Arbitrage is ‘Sure Betting’
In the world of sports betting the art of arbitrage involves wagering on both or all sides of an event with the right combination of odds and stakes in place to make a profit whatever the outcome of that event.
The principle of arbitrage is ‘sure betting‘, supposedly with minimum risk (for the seasoned arbitrageur) and long-term, guaranteed profits.
Surely this is the closest you can come to attaining the “Holy Grail” in betting? Or maybe not?
Despite the apparent rewards on offer the number of worldwide professional sports arbitrageurs is in the low tens of thousands, not more. In comparison, the German stock market employs over 3,200 staff, whilst one of the largest providers of automated arbitrage services, RebelBetting has even fewer subscribers than this number (as we write).
So, why such a relatively small group of customers taking advantage of the so-called ‘guaranteed’ gains averaging between 1.5% and 3.5% per bet (a typical ‘arb‘ provides around 2.5%), with perhaps 15-25% potential profit on the capital employed each month? That’s a far higher reward than any bank, building society, or share dividend offers!
Is Arbitrage legal?
There is no question that arbitrage is legal because the arber is simply exploiting price differences in the market, effectively buying and selling (bets) as any trader does. There is nothing illegal about this.
However, it is understandable that bookmakers are not fond of arbers. Every company has the right (even arbitrarily) to decide who their customers should be and many bookmakers prohibit arbers from their books. As soon as suspicion is aroused bookmaker accounts are quickly limited or even closed.
High Capital Requirement and Personal Characteristics
Successful arbitrage betting ultimately guarantees small returns but the sacrifice is that the process requires large funds. The money is tied-up in the venture for a potentially long period of time.
Pursuing an average 2.5-3.0% profit per betting round and targeting a return of 15-25% of the capital employed per month, the ‘arber’ needs, for example, a starting bank of at least 25,000 € in order to make 5,000 € profit per month.
Wow! A lot of money required at the start to make it worthwhile, and entering the arbitrage arena on these terms will be impossible for many.

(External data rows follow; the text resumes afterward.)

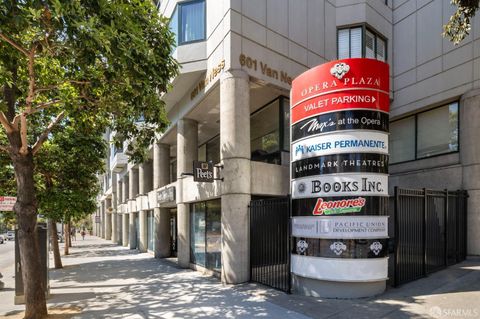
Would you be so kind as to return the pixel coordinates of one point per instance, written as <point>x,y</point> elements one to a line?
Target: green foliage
<point>459,25</point>
<point>109,59</point>
<point>67,168</point>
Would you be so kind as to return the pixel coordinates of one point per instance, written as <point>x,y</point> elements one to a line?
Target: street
<point>103,280</point>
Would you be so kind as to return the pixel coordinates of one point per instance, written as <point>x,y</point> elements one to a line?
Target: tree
<point>75,60</point>
<point>67,168</point>
<point>459,25</point>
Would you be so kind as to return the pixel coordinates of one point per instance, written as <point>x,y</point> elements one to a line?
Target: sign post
<point>339,178</point>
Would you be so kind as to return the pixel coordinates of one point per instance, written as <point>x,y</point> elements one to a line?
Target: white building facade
<point>230,105</point>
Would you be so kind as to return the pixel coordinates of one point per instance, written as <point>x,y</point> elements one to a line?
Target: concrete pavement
<point>101,280</point>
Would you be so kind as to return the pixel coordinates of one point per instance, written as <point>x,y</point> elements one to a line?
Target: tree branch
<point>13,44</point>
<point>44,136</point>
<point>6,124</point>
<point>41,106</point>
<point>31,78</point>
<point>55,86</point>
<point>23,134</point>
<point>5,148</point>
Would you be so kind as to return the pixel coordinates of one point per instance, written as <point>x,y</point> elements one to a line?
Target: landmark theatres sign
<point>339,153</point>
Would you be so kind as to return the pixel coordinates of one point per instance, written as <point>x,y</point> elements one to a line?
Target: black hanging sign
<point>203,172</point>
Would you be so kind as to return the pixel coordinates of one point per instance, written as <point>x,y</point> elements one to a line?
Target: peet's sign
<point>203,172</point>
<point>166,195</point>
<point>7,203</point>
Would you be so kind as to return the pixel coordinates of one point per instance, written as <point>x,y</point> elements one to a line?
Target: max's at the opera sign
<point>339,151</point>
<point>338,121</point>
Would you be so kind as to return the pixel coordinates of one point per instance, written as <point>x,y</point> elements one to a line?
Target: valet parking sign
<point>339,153</point>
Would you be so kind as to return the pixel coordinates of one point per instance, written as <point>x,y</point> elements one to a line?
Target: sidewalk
<point>102,280</point>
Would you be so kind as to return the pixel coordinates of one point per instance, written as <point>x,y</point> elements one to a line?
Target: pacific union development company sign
<point>339,153</point>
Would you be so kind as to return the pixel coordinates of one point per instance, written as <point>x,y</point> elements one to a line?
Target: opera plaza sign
<point>339,171</point>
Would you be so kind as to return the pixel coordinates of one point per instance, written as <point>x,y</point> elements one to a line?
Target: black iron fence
<point>430,231</point>
<point>270,242</point>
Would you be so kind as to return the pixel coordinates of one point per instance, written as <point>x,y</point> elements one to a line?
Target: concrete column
<point>125,228</point>
<point>102,217</point>
<point>114,205</point>
<point>470,158</point>
<point>161,177</point>
<point>187,152</point>
<point>133,183</point>
<point>125,187</point>
<point>119,188</point>
<point>108,219</point>
<point>132,192</point>
<point>235,156</point>
<point>161,165</point>
<point>145,182</point>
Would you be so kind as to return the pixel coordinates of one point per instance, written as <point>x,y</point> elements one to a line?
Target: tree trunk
<point>66,237</point>
<point>70,234</point>
<point>26,210</point>
<point>54,239</point>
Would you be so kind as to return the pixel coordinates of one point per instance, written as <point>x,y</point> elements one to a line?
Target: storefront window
<point>197,234</point>
<point>360,42</point>
<point>188,22</point>
<point>150,225</point>
<point>214,233</point>
<point>402,140</point>
<point>438,131</point>
<point>205,237</point>
<point>426,134</point>
<point>269,131</point>
<point>173,171</point>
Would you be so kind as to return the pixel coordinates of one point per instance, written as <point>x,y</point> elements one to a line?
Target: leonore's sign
<point>339,153</point>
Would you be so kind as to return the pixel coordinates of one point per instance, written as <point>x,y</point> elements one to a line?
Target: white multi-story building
<point>230,105</point>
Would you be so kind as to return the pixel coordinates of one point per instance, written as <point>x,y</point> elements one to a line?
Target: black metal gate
<point>430,231</point>
<point>270,242</point>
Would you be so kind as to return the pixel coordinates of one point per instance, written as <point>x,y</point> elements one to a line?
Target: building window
<point>269,131</point>
<point>173,171</point>
<point>426,134</point>
<point>210,151</point>
<point>188,22</point>
<point>205,234</point>
<point>358,42</point>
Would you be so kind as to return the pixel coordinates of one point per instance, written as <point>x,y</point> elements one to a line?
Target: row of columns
<point>235,157</point>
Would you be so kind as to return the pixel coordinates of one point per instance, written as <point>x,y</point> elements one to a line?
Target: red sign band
<point>358,99</point>
<point>340,75</point>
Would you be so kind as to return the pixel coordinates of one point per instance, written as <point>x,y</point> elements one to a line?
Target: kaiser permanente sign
<point>339,177</point>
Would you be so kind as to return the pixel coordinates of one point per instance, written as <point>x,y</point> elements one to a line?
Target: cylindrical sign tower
<point>339,179</point>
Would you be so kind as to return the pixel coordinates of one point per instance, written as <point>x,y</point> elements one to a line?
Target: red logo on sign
<point>343,206</point>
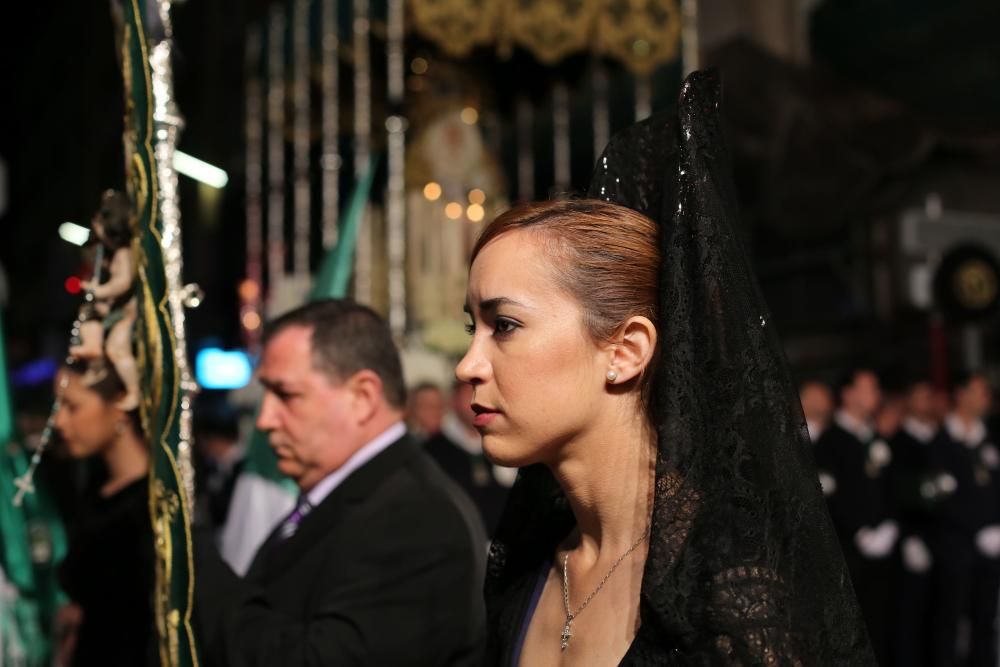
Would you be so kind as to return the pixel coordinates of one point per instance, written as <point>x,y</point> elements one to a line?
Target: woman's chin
<point>507,453</point>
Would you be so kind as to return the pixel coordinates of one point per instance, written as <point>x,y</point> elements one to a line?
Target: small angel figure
<point>111,308</point>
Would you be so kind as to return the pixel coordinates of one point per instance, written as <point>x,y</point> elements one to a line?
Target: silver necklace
<point>567,632</point>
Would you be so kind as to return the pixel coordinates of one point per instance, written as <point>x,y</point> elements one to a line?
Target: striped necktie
<point>291,524</point>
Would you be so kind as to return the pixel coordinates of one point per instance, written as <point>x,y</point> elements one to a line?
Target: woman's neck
<point>608,478</point>
<point>127,460</point>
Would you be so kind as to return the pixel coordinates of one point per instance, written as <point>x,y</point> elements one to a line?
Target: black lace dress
<point>743,565</point>
<point>108,571</point>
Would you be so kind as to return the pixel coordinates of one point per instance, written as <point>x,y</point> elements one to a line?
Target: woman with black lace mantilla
<point>667,511</point>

Of course, arbitrage betting is a pretty safe investment, but in addition to substantial funds it requires not only great expertise but also some strong personal characteristics to make it possible at all:
- Many time-consuming calculations must be performed. Ouch, lots of maths!
- Clear and complete records of every transaction must be kept. How boring!
- Discipline and consistency has to be maintained at all times. Far too unsocial!
And lastly, a really stable, reliable and fast internet connection is essential, without any limitations to any bookmaker or exchange worldwide.
However, the average punter is perhaps not such a ‘professional’ investor, but bets for fun and/or the excitement of watching an event knowing that money is riding on the outcome. Of course, he hopes to profit from the wager but his are gambles, not investments. Is that the reason why there are so few ‘arbers’ out there and active in the market?